Earlier this month I facilitated a meeting for a group of physicians who are members of a state medical society. The Governor of the state established a consortium for the prevention of prescription drug abuse in response to the national opioid crisis. The consortium in turn, reached out to the medical society to convene members for the purpose of establishing protocols, exchanging best practices, and aligning on a point-of-view to share with legislators that would ensure meaningful regulation.
My blood pressure goes up when I’m in a room with one doctor, so you can imagine how I felt about facilitating a meeting with 20 doctors. Nevertheless, I had agreed to help them tackle an important topic. We needed to make the most of a day-long meeting of professionals volunteering their valuable time. The expertise in the room wasn’t going to do anyone any good without a process that ensured shared understanding and produced actionable alignment.
Working with problem-solving groups is itself an exercise in problem solving.

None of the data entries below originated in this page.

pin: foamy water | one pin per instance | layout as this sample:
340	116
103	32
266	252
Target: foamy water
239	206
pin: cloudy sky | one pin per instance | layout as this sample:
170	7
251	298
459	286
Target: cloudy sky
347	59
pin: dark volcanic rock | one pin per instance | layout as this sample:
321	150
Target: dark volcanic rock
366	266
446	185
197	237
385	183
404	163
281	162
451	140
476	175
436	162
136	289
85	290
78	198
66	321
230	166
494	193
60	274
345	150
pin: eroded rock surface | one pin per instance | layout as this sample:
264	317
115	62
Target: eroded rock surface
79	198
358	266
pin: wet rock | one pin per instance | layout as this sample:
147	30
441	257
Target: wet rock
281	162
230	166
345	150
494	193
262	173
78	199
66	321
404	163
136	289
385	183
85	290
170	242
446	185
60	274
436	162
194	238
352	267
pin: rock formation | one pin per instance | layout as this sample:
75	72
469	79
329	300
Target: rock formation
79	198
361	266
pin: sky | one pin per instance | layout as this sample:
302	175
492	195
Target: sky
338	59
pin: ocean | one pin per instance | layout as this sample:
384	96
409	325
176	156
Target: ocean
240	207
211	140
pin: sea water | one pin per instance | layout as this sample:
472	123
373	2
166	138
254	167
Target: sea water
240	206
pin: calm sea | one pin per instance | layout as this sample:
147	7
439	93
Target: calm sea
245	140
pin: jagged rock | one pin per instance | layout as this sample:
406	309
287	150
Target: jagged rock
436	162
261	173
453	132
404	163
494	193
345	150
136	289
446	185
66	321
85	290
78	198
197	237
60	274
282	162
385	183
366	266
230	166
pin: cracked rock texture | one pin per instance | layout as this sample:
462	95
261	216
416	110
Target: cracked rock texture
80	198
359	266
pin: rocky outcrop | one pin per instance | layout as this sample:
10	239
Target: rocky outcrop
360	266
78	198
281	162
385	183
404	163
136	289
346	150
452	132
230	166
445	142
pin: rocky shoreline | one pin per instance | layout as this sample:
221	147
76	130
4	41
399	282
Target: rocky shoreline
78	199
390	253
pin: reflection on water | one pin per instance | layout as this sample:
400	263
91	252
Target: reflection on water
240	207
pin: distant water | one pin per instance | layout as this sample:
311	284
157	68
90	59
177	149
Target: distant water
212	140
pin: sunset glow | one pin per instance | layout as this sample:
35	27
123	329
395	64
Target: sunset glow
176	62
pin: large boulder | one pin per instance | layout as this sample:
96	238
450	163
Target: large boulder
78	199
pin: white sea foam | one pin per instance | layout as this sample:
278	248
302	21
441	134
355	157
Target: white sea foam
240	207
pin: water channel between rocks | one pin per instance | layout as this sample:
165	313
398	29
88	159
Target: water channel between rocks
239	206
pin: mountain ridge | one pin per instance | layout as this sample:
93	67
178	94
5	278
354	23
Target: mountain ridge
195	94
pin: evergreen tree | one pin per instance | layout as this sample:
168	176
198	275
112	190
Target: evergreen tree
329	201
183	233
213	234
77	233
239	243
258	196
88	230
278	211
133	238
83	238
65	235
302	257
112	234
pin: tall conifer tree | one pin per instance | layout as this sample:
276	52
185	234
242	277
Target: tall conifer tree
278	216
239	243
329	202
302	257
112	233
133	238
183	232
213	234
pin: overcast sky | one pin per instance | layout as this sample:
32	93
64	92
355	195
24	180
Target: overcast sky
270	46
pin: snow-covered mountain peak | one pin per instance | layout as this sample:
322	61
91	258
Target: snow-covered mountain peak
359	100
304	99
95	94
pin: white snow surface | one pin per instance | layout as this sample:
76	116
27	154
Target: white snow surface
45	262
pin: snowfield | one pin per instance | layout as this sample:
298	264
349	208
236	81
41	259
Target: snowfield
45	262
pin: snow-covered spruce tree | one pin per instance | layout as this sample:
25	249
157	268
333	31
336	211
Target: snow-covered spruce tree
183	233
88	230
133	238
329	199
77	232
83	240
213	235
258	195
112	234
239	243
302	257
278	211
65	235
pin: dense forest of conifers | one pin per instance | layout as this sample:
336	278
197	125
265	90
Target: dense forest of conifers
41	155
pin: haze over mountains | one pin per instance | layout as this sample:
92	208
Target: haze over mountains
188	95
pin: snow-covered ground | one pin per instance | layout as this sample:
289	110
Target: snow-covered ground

Smart, highly skilled people who generally solve problems by themselves don’t automatically adapt to the challenges of collaboration. One of the challenges of collaborating during a problem solving exercise is slowing the group down enough to confirm that they agree on the problem before they start generating solutions. Doctors in particular, think fast and have been trained in a diagnostic methodology; they move from symptoms to causes and then prescribe or operate.
A challenge like the opioid crisis doesn’t present itself in the way a patient might show up with symptoms. A public health emergency is not just a more complicated set of symptoms requiring a differential diagnosis. Complex social problems can’t be outsmarted. Chasing down causes might help us feel more in control, but the causes are not static conditions waiting to be discovered. Asking what’s causing the opioid crisis is like asking what causes religion (no Marxist pun intended).
Upon reflection, I’ve come to realize that a tension between competing research methodologies hid below the surface of our work together that day. The doctors had been trained as scientists. Science presumes that objective observation and analysis can lead to universal causal laws. I had suggested a collaborative process based on a social theory approach called, participatory action research. Participatory action research presumes a dynamic relationship between understanding something and changing it. By contrast, science presumes we need to understand something before we try to change it.
While we made respectable progress and agreed to a few clear action steps, I am only now coming to realize the mistake I made in designing a process for the meeting. Because of my anxiety about showing up as an authority, I inadvertently acted like a doctor. I treated the group as a patient. I diagnosed their group dynamics and prescribed process fixes. Alternatively, I could have recognized that together we represented our own complex social network. I might have been more open to the way our challenges and shared understanding emerged through our dialogue. Had I been more attentive to and less judgmental about the group’s natural tendencies, we may have made even more progress.
How easy it is to need to be the expert among experts and how we get in our own way.